Formative assessments are a major form of assessing competencies [8–11]. Usually, these kinds of assessments are typically incremental [9, 10, 12] and inform not only learners about their current state but also educators about the effectiveness of their pedagogical and didactical methods [11]. To design, develop, and implement formative assessments, various methodologies have been developed to derive these information for educators, for example, the ADDIE Model [13], Four – Component Instructional Design (4C/ID) [14] or the Evidence Centered-Design Framework (ECD) [15].
The ECD is based on the idea that when learners fulfill tasks, they create some kind of result (work product) that incorporates, to some degree, the learner’s competence level [16]. Hence, extracting evidence from the work products within a defined evidence identification process leads to claims about certain competencies [15, 17, 18]. Collecting and storing these beliefs result in an individual description of each learner, a learner model. Thus, before constructing the actual assessment, it is necessary to reflect on all those stated parts and other aspects as well [15].

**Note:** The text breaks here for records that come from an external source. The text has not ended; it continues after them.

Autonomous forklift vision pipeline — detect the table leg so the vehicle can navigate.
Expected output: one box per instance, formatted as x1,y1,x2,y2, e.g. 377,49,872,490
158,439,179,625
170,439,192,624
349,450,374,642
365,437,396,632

Educators usually act in a similar (but far less formal) way to develop and apply formative assessments in their educational settings, which costs them a lot of time. A recent McKinsey study ([19]) with a focus on K-12 teachers in the US, UK, CA, and SG reveals that they spend 34% of their time on preparation, evaluation, and feedback tasks [19, 20].
Hence, researchers and developers have been eager to tailor computer-based learning experiences to the learner´s needs by using evidence about competencies to adapt the learning process autonomously [21– 23]. To achieve this, such systems incorporate learner models, task (or more general domain) models, and automated evidence identification processes and use those to generate adaption recommendations. Examples of conceptional formulations for such systems could be recommending the next best-fitting learning object (e.g., a task with a specific difficulty), finding a sequence of novel courses, or supporting the search for learning peers [24, 25].
Nowadays, advanced systems are able to mimic the behaviors of human tutors by using artificial intelligence, which results in their classification as intelligent tutoring systems [26, 27]. To do so, these systems not only incorporate learner models and domain models but also so-called tutor models. The tutor model is the decision entity that schedules pedagogical or didactical interventions according to the state of the learner model as a response to the learner’s interaction [28]. As a result of this perspective, intelligent tutoring systems are designed and developed according to the meta-architectural approach illustrated by the gray elements in Figure 1 (see [26, 28–30]).